Mirror, Mirror On the Wall, Who is Fairest of Them All?
World rankings for real-time payment adoption
Since late April I have written six articles benchmarking the adoption of real-time payments in different regions of the world, covering 69 countries (including the 20 in the Euro zone). There are a further 19 countries (listed at the end) which I believe have real-time payment systems but have no published data and are excluded from the analysis.
The metric for the benchmark is real-time payments per capita.
Combining and ranking the 69 countries, what is the world average and which countries and regions lead in real-time payments?
The World and Regional View
The 2024 world average is 352 real-time payments per capita and Asia Pacific has the highest average at 499 real-time payments per capita. See Figure 1.
Figure 1- Regional comparison of the real-time payment adoption
The volumes in China are so large – 1.3 trillion real-time wallet payments (AliPay, WeChat Pay etc) and 286 billion online and mobile bank payments1 that they make a significant difference to the averages. As shown in Figure 1, excluding China, the world average falls to 103 real-time payments per capita and Asia Pacific to 113, both lower than Africa and Latin America which are leading regions for real-time payments.
Country View
Figure 2 shows the ten countries with the highest real-time payments per capita, reflecting the leadership of Africa, Asia Pacific and Latin America.
Figure 2 – Ten countries with the highest real-time payment adoption
At 1,147 real-time payments per capita, China is an outlier far ahead of the next highest, Kenya which has 613 real-time payments per capita.
Four African countries make it into the top ten - Uganda, Rwanda, Ghana and Kenya. Their volumes are mainly mobile money transactions (through telcos e.g. Safaricom M-PESA in Kenya, Airtel and MTN in Rwanda). As an example, I estimate Ghana (population 35m) had 9bn mobile money transactions in 2024 and around 140m through the GIP real-time interbank clearing system.
In absolute transaction volume terms China is still the leader, followed by India and Brazil, as shown in Figure 3.
Figure 3 – Countries with the highest absolute real-time payment volumes (no bar shown for China due to scale)
Table 1 ranks all the countries (including the Euro zone as a single bloc) covered in the analysis, ordered by real-time payments per capita.
Table 1- Real-time payments per capita country ranking (countries colour coded by region)
Other Countries
Although many countries publish their real-time payment volumes, usually through their central bank or payment system operator, some countries with real-time payment systems provide no information. These are listed in Table 2. They will be included in future analysis if they publish data, along with any other countries that come on stream with real-time payments.

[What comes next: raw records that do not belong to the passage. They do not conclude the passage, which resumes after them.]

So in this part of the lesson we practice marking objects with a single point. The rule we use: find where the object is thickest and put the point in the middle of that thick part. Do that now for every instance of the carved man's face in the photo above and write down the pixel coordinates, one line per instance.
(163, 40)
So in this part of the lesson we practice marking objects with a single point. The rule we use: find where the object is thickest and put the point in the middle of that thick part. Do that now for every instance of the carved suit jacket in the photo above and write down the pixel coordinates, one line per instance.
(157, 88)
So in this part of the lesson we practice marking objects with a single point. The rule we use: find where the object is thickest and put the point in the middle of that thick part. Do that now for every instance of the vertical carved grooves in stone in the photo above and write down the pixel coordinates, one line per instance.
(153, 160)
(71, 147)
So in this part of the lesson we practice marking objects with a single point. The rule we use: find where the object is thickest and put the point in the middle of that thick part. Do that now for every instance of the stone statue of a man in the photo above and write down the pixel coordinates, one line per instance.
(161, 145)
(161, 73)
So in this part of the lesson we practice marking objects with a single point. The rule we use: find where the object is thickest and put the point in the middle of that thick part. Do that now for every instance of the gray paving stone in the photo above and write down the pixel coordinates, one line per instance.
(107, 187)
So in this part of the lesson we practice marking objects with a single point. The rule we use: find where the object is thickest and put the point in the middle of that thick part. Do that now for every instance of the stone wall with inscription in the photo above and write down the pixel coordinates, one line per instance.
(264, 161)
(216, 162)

Table 2 – Other countries with real-time payments clearing (no data published)
Conclusion
Table 1 shows there is a wide range of real-time payment adoption rates across the 49 countries and the Euro zone. Those at the bottom of the rankings are just getting started while those at the top are still growing.
This wide range suggests that global growth in real-time payment volumes has a long way to go. To illustrate, if all the countries in Table 1 with adoption below the world average of 352 real-time payments per capita were to reach that average, then the total real-time payment volumes for the countries covered in Table 1 would grow by 1.2 trillion payments, a 55% increase, 240% excluding China.
As observed in previous articles, the drivers of real-time payment growth are digital wallets initiating account-to-account payments over real-time clearing systems (interbank or mobile money). Those countries with just online and mobile banking and no digital wallets are seeing lower rates of growth. Meanwhile, open banking has has yet to make a discernible difference to real-time payments growth but could do so if combined with digital wallets.
The metrics presented here and in the previous articles set a baseline for worldwide real-time payments adoption. It will be fascinating to see how they develop and how 2025 compares to 2024.
Methodology
I have used real-time payment transaction volume as it reflects interactions and usage. It also simplifies comparisons between countries as no currency conversion is needed. Included in real-time payments volumes are interbank payments, stored-value account payments including mobile-money, payments between bank accounts and stored value accounts and on-us payments between accounts held at the same institution.
Payments need to clear real-time between payer and payee accounts to be included, although settlement between institutions may occur later. Real-time card authorisations are excluded. All payment types are covered: business, consumer, government. Payments are classified as real-time only if available 24/7 (volumes on systems that are real-time but operate only during business hours are excluded e.g. Japan).
Country populations vary in size considerably, from 1.3m in Mauritius to 1.5bn in India. To make meaningful usage comparisons between countries, I divide the real-time volumes by the population size.
Unless published (rarely), on-us transaction volumes are estimated from interbank clearing volumes, typically around 20% (but depends on the number of banks and their number of accounts connected to the clearing system).
The world and regional averages are calculated as the total real-time payments volume for the countries covered, divided by the total population of those countries.
The data used is that published by central banks or by payment system operators.